07 October 2011

Turn! Turn! Turn!

Most probably you know this tune by Pete Seeger which became a No. 1 hit in the mid-60s when it was covered by The Byrds. This title (not necessarily the lyrics, though) presents an appropriate transition from the Oktoberfest time and the joke problems back to the more serious chess compositions.
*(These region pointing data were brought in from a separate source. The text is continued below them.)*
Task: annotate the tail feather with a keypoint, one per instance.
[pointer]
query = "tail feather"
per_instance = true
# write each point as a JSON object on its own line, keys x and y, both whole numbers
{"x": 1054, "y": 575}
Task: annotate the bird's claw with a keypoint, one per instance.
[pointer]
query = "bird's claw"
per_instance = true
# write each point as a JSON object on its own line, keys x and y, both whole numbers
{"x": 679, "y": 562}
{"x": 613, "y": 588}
I guess I don't have to further elaborate on that, right?

I like chess problems where the twinning is done by rotating the position on the board. I learnt that there was a composing tournament with that theme in Messigny (France) as part of the 31ème RIFACE (Rencontre Internationale en France des Amateurs de la Composition Échiquéenne), that's an annual French meeting for chess composition enthusiasts. Here are some of the awarded problems for you (rotation is always done clockwise):

  1Mario Parrinello  
Messigny 2010
1st Prize
a) Diagram
b) Rotate 90°

  2Marcos Roland  
Ricardo de Mattos Vieira
Messigny 2010
2nd Prize
a) Diagram
b) Rotate 270°

  3Carlos Lago  
Messigny 2010
3rd Prize
a) Diagram
b) Rotate 90°
c) Rotate 270°

  4Menachem Witztum  
Messigny 2010
2nd Special Prize
a) Diagram
b) Rotate 270°

  5Dieter Müller  
Messigny 2010
1st Honourable Mention
a) Diagram
b) Rotate 90°

  6Franz Pachl  
Dieter Müller
Messigny 2010
3rd Honourable Mention
a) Diagram
b) Rotate 90°

1a) 1. Nc8+ bxc8=Q 2. Ke4 Qc2#
b) 1. Nf8 gxf8=Q 2. Ke4 Qxe7#
Harmonious solutions with knight sacs and self-pins.
2a) 1. Rd4 Nb7 2. Rbd2 f4#
b) 1. Qe4 f7 2. Rg5 Ne3#
Rather random moves by White compared to the homogeneous play of Black, but nice model mates.
3a) 1. Bd6 Kf3 2. Qe5 e4 3. Kd4 Ke2 4. Bc5 Nb5#
b) 1. Be4 Na7 2. Bd5 c6 3. Kd6 cxd5 4. Qe7 Nb5#
c) 1. Bb3 f6 2. Qg7 fxg7 3. Bd1 g8=Q 4. Be2 Qb3#
Impressive miniature. The third solution is not consistent with the other two, though. It's surely difficult for a composer to just not mention it, but it would provide a better picture.
4a) 1. f1=B Rd1 2. Bf2 Bxf2#
b) 1. g5 Rh6 2. gxf4 Re6#
Very nice. Just this black rook ...
5a) 1. Bg6 Nxc5+ 2. Kf5 e4#
b) 1. Kd5 Nf7 2. Bd4 e4#
Beautiful problem with model mates. Black pieces follow each other, the white pawns on e2 and g5 reciprocally take a flight and checkmate.
6a) 1. Kb6 Rd6+ 2. Ka7 Rh7#
b) 1. b5+ Rxb5 2. 0-0-0 Rc1#

Diagram 6 inspired me to experiment a little bit searching for a more economical version. Finally, I arrived at the following result.

Gerson Berlinger
a) Diagram
b) Rotate 90°
        The solutions are

a) 1. Bd3 Rxb2 2. 0-0-0 Rc5#
b) 1. b5 Re3 2. Rh5 Rb4#

In both phases, the white king is protected from a check by the black rook. The white rooks swap roles.